Re: [PATCH v3] kernel: add panic_on_taint

From: Rafael Aquini
Date: Sun May 10 2020 - 14:22:29 EST


On Sun, May 10, 2020 at 10:59:21AM +0800, Baoquan He wrote:
> On 05/09/20 at 09:57am, Rafael Aquini wrote:
> > Analogously to the introduction of panic_on_warn, this patch
> > introduces a kernel option named panic_on_taint in order to
> > provide a simple and generic way to stop execution and catch
> > a coredump when the kernel gets tainted by any given taint flag.
> >
> > This is useful for debugging sessions as it avoids rebuilding
> > the kernel to explicitly add calls to panic() or BUG() into
> > code sites that introduce the taint flags of interest.
> > Another, perhaps less frequent, use for this option would be
> > as a mean for assuring a security policy (in paranoid mode)

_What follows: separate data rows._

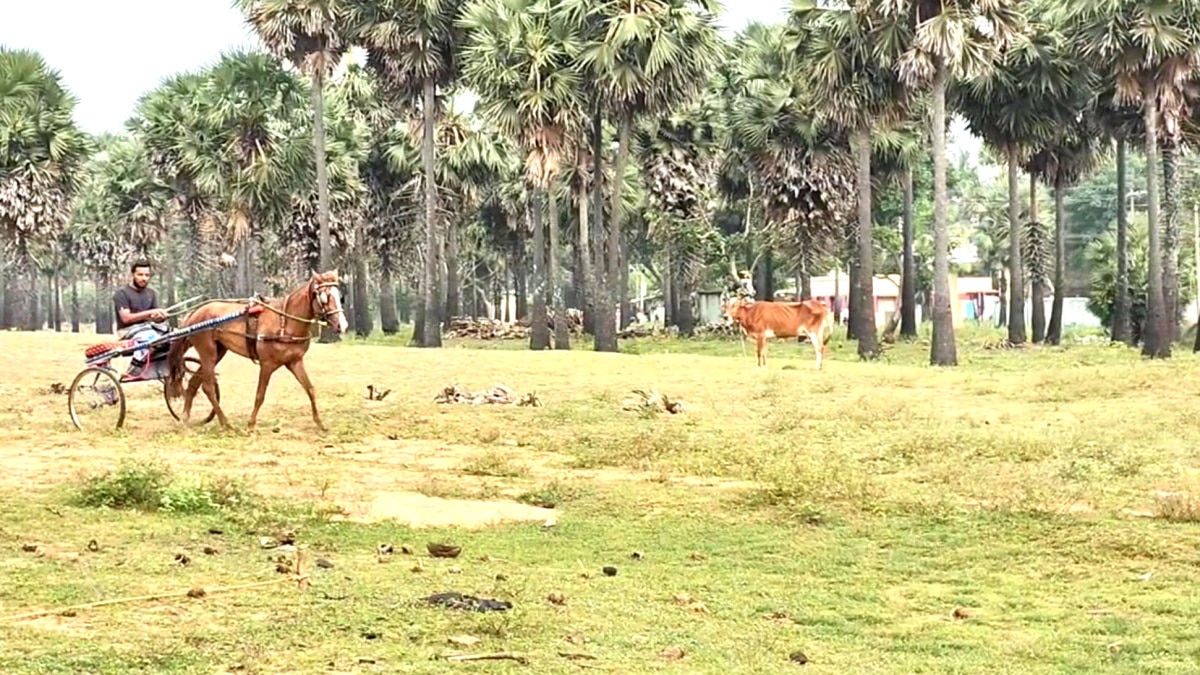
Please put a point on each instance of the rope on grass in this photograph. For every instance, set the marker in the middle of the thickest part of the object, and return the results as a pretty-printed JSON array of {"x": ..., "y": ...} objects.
[{"x": 300, "y": 577}]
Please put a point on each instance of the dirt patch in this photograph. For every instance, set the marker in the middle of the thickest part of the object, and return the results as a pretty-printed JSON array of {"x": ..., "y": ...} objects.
[
  {"x": 57, "y": 623},
  {"x": 420, "y": 511}
]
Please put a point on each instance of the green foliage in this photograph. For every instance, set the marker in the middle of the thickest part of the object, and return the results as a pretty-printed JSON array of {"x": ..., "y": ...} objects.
[
  {"x": 149, "y": 487},
  {"x": 42, "y": 151},
  {"x": 1101, "y": 260}
]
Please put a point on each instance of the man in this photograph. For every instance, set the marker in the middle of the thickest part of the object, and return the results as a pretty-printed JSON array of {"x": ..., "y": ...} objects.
[{"x": 137, "y": 305}]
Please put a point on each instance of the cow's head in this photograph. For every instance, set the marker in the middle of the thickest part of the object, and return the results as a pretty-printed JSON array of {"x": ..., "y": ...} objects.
[{"x": 733, "y": 308}]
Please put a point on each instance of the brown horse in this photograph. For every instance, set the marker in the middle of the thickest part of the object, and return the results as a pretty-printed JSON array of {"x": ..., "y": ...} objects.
[{"x": 274, "y": 333}]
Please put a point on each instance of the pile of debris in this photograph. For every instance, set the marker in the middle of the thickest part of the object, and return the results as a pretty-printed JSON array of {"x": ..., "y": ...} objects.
[
  {"x": 719, "y": 329},
  {"x": 652, "y": 402},
  {"x": 499, "y": 395},
  {"x": 484, "y": 328}
]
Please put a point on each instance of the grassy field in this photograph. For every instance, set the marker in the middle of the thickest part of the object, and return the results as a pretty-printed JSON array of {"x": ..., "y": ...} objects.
[{"x": 1032, "y": 511}]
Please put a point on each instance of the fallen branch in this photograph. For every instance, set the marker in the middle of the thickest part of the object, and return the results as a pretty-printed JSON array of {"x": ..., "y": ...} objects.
[
  {"x": 497, "y": 656},
  {"x": 652, "y": 401},
  {"x": 499, "y": 394},
  {"x": 300, "y": 577}
]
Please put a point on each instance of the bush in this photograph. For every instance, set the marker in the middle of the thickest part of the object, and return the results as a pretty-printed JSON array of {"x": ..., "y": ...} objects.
[{"x": 149, "y": 487}]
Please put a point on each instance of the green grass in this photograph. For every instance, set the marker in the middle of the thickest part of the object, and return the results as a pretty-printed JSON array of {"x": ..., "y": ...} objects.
[{"x": 1050, "y": 494}]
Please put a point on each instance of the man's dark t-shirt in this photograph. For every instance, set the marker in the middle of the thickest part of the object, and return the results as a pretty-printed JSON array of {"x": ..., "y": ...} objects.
[{"x": 133, "y": 299}]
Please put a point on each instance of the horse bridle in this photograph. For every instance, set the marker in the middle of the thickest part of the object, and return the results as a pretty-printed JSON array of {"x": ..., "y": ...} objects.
[{"x": 321, "y": 302}]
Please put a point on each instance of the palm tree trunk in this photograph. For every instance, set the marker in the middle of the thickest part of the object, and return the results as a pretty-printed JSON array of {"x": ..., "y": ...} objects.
[
  {"x": 417, "y": 305},
  {"x": 583, "y": 285},
  {"x": 605, "y": 330},
  {"x": 942, "y": 350},
  {"x": 1121, "y": 328},
  {"x": 624, "y": 299},
  {"x": 1156, "y": 342},
  {"x": 1054, "y": 334},
  {"x": 521, "y": 275},
  {"x": 431, "y": 335},
  {"x": 24, "y": 291},
  {"x": 318, "y": 142},
  {"x": 606, "y": 316},
  {"x": 562, "y": 322},
  {"x": 852, "y": 304},
  {"x": 454, "y": 282},
  {"x": 539, "y": 323},
  {"x": 75, "y": 302},
  {"x": 1015, "y": 269},
  {"x": 1038, "y": 281},
  {"x": 363, "y": 320},
  {"x": 1174, "y": 314},
  {"x": 387, "y": 297},
  {"x": 868, "y": 339},
  {"x": 57, "y": 308},
  {"x": 909, "y": 267}
]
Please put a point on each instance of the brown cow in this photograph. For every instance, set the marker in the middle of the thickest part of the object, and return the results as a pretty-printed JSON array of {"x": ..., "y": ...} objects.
[{"x": 762, "y": 320}]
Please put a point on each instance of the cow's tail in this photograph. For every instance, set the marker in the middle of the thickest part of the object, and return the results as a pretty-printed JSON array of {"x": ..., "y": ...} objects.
[
  {"x": 174, "y": 381},
  {"x": 827, "y": 327}
]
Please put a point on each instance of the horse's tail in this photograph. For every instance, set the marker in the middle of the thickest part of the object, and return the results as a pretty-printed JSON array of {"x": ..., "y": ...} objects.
[{"x": 174, "y": 382}]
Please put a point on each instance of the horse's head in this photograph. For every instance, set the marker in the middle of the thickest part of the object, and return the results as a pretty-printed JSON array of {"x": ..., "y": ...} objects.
[{"x": 327, "y": 299}]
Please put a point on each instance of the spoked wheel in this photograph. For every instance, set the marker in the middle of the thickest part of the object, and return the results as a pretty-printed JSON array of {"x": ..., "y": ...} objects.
[
  {"x": 96, "y": 400},
  {"x": 175, "y": 405}
]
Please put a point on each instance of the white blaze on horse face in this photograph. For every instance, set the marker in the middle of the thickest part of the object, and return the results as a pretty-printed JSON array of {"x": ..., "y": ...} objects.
[{"x": 336, "y": 294}]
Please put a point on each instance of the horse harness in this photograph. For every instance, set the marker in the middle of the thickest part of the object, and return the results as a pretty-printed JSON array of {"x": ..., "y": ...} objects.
[{"x": 258, "y": 304}]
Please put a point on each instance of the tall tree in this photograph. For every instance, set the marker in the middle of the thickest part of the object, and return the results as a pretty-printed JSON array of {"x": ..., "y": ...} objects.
[
  {"x": 1153, "y": 49},
  {"x": 851, "y": 60},
  {"x": 41, "y": 168},
  {"x": 413, "y": 46},
  {"x": 1014, "y": 109},
  {"x": 943, "y": 40},
  {"x": 520, "y": 59},
  {"x": 306, "y": 34},
  {"x": 645, "y": 58}
]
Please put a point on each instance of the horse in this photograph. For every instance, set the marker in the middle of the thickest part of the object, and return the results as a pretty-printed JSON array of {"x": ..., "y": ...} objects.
[{"x": 273, "y": 333}]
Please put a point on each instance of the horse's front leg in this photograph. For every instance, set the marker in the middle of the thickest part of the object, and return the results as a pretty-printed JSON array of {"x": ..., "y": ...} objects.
[{"x": 301, "y": 375}]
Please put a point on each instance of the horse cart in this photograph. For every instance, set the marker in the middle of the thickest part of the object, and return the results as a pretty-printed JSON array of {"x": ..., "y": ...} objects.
[{"x": 100, "y": 387}]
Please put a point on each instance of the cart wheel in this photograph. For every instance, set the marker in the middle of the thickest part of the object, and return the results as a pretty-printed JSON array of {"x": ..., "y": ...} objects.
[
  {"x": 96, "y": 396},
  {"x": 175, "y": 405}
]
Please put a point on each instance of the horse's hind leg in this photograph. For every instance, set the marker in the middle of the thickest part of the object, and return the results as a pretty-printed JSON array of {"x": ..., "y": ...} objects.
[
  {"x": 265, "y": 370},
  {"x": 301, "y": 375},
  {"x": 208, "y": 376}
]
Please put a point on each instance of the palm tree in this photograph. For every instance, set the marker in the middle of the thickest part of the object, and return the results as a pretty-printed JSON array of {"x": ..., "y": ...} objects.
[
  {"x": 1061, "y": 163},
  {"x": 897, "y": 151},
  {"x": 1120, "y": 123},
  {"x": 857, "y": 88},
  {"x": 520, "y": 57},
  {"x": 677, "y": 156},
  {"x": 413, "y": 46},
  {"x": 305, "y": 33},
  {"x": 1153, "y": 49},
  {"x": 41, "y": 168},
  {"x": 1013, "y": 109},
  {"x": 645, "y": 58},
  {"x": 945, "y": 40},
  {"x": 779, "y": 157}
]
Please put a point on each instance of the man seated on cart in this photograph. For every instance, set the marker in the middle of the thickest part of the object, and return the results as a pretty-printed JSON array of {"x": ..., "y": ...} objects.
[{"x": 137, "y": 309}]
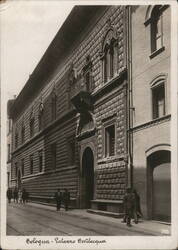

> > case where no single taint is allowed for the running system.
> >
> > Suggested-by: Qian Cai <cai@xxxxxx>
> > Signed-off-by: Rafael Aquini <aquini@xxxxxxxxxx>
> > ---
> > Changelog:
> > * v2: get rid of unnecessary/misguided compiler hints (Luis)
> > * v2: enhance documentation text for the new kernel parameter (Randy)
> > * v3: drop sysctl interface, keep it only as a kernel parameter (Luis)
> >
> > Documentation/admin-guide/kdump/kdump.rst | 10 +++++
> > .../admin-guide/kernel-parameters.txt | 15 +++++++
> > include/linux/kernel.h | 2 +
> > kernel/panic.c | 40 +++++++++++++++++++
> > kernel/sysctl.c | 9 ++++-
> > 5 files changed, 75 insertions(+), 1 deletion(-)
> >
> > diff --git a/Documentation/admin-guide/kdump/kdump.rst b/Documentation/admin-guide/kdump/kdump.rst
> > index ac7e131d2935..de3cf6d377cc 100644
> > --- a/Documentation/admin-guide/kdump/kdump.rst
> > +++ b/Documentation/admin-guide/kdump/kdump.rst
> > @@ -521,6 +521,16 @@ will cause a kdump to occur at the panic() call. In cases where a user wants
> > to specify this during runtime, /proc/sys/kernel/panic_on_warn can be set to 1
> > to achieve the same behaviour.
> >
> > +Trigger Kdump on add_taint()
> > +============================
> > +
> > +The kernel parameter, panic_on_taint, calls panic() from within add_taint(),
> > +whenever the value set in this bitmask matches with the bit flag being set
> > +by add_taint(). This will cause a kdump to occur at the panic() call.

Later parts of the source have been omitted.